Achieving a health information technology future that supports health care professional’s and patient’s ability to both access and contribute to relevant health information is impossible without integrating the many existing disparate systems.  Whether the challenges emerge from differences created as patients move from a hospital to a long term care facility or return to the community environment, a fundamental barrier to efficient, effective health information technology is the lack of standardization of information technology systems across health care providers.  A well-constructed system in a hospital is useless to the community pharmacist if the structure and architecture of the system operates on different standards.  As health information technology evolves, we must consider and address all of the environments where health care is delivered—including community health centers, community pharmacies, etc.  Integration of all of these units is essential, and can help in efforts to protect access to this information as well.

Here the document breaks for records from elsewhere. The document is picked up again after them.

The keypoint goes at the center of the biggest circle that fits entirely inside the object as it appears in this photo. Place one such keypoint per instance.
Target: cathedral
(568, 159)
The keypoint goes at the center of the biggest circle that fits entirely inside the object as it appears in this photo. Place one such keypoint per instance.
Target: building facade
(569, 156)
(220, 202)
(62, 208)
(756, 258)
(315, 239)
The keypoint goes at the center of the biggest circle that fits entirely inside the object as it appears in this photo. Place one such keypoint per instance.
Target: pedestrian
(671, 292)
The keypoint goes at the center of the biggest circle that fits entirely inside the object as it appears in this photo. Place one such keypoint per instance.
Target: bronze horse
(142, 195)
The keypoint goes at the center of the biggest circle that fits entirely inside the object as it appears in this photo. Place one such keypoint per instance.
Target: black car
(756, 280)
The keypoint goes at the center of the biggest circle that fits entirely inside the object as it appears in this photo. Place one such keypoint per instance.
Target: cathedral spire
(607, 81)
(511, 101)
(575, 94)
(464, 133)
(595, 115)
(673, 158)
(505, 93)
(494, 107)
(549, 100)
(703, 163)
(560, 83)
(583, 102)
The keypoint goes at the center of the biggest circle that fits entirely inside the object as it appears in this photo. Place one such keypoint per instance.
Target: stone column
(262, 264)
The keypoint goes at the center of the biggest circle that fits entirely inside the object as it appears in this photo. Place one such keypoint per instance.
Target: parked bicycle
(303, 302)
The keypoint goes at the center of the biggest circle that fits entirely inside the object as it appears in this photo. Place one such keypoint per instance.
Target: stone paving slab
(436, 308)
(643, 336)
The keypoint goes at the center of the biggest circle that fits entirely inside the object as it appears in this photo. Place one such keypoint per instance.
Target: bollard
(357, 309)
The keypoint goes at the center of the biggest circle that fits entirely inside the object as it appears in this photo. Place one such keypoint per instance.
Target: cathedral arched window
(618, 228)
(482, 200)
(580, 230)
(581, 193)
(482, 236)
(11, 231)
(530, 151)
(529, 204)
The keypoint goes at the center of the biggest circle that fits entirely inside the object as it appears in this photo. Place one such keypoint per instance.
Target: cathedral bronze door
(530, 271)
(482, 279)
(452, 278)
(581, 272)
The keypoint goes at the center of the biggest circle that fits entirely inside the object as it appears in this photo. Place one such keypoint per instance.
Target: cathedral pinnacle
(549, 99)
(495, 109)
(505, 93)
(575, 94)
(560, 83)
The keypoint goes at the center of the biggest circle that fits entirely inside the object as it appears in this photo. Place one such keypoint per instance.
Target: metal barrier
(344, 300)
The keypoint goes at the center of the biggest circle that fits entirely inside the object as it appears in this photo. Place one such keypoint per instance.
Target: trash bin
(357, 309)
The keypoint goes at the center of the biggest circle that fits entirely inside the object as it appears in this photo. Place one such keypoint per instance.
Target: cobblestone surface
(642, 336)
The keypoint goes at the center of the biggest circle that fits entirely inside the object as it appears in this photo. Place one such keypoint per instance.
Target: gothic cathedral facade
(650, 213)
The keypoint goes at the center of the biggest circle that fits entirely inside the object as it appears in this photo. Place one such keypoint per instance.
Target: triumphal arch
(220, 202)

And integration must extend beyond the integration of existing systems, or taking existing paper processes and translating them to an electronic format.    If we merely move the existing health care communication system from paper to an electronic environment, we will have missed an opportunity to truly improve health care operations.  Consider the prescription.  The paper prescription of today looks much the same as it did 100 years ago—providing the patient name, drug name, quantity and directions.  Moving this information electronically certainly addresses some potential for error and can introduce efficiencies, but it’s also likely that our need for information has increased in the last 100 years.  Isn’t it time for prescriptions to contain more information—such as the intended use of the therapy—to help prescribers, pharmacists, and patients improve the likelihood that the medication will do what is intended, and nothing it shouldn’t?  The “intended use” is not the diagnosis per se—it is the intended outcome for a designated medication, such as a medication prescribed ‘for pain’. Including such information helps the pharmacist tailor their communications with the patient, and the patient better manage their medications.  As we look to the future of health information technology, we must consider potential improvements along with the transition of existing practices.

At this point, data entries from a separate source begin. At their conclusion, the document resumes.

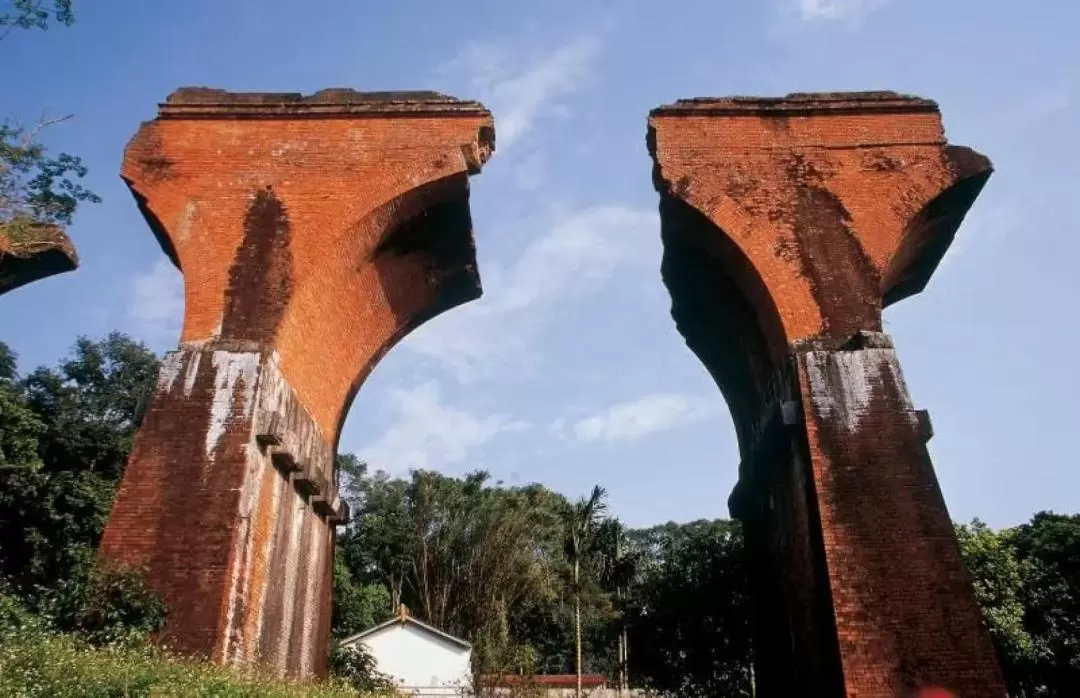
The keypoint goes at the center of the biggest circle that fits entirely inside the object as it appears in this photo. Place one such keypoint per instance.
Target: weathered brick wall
(29, 252)
(798, 219)
(313, 233)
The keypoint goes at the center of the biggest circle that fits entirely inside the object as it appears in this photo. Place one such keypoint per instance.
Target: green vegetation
(486, 562)
(36, 189)
(37, 662)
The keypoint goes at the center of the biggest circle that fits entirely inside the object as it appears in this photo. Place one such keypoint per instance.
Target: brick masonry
(29, 252)
(788, 224)
(313, 232)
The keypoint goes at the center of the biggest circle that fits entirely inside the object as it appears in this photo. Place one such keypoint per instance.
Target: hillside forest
(510, 568)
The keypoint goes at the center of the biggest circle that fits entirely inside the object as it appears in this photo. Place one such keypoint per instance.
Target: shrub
(356, 666)
(36, 662)
(112, 604)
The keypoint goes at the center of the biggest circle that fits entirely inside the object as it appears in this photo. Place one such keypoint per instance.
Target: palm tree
(582, 521)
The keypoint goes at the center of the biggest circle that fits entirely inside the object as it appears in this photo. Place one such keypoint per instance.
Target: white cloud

In conclusion, thank you for the opportunity to provide comments on this important issue.  APhA appreciates the Subcommittee’s attention to this important debate.  We offer our assistance to the Subcommittee as you continue your valuable work. Thank you.

Relevant Policy


1998                Access and Contribution to Health Records

  1. APhA urges the integration of pharmacy-based patient data into patient health records to facilitate the delivery of integrated care.
  2. APhA recognizes pharmacists’ need for patient health care data and information and supports their access and contribution to patient health records.
  3. APhA supports public policies that protect the patient’s privacy, yet preserve access to personal health data for research where the patient has consented to such research or where the patient’s identity is protected.
  4. APhA encourages interdisciplinary discussion regarding accountability and oversight for appropriate use of health information.

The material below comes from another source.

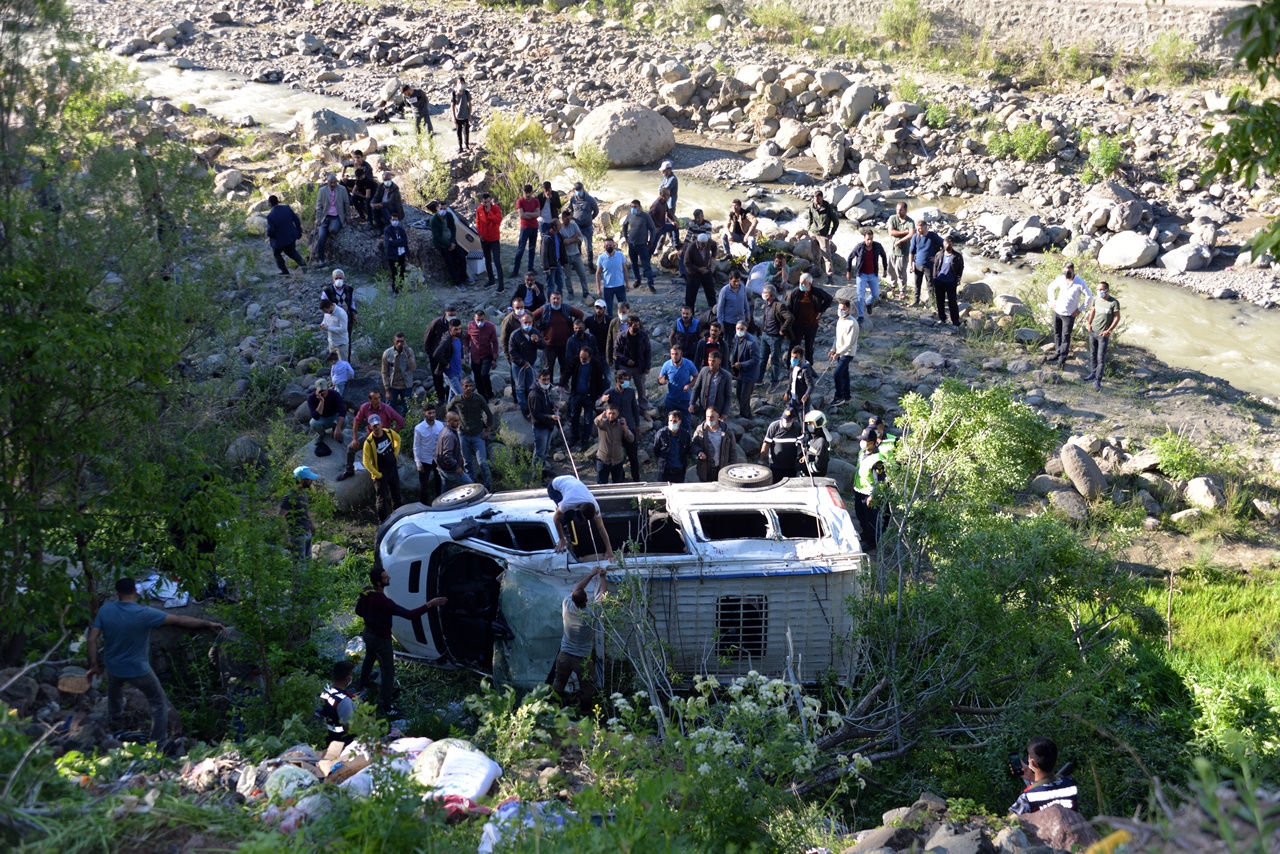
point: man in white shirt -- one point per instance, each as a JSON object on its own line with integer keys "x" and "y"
{"x": 334, "y": 324}
{"x": 426, "y": 434}
{"x": 1068, "y": 296}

                (JAPhA 38(4): 417. July/August 1998)

    1996    Confidentiality of Patient Data

APhA supports the establishment of uniform national privacy protection standards for personally identifiable health information.  These standards should:

  1. include provisions for patients to access and request modification of their health information, and disclosure of who will have access to the information;
  2. establish broad privacy protections for the individual patient without compromising patient care or creating an excessive administrative burden for health care providers; and
  3. make a distinction between the clinical information required for communication among health care professionals, and the administrative or financial information required by others (e.g., claims processors and payers).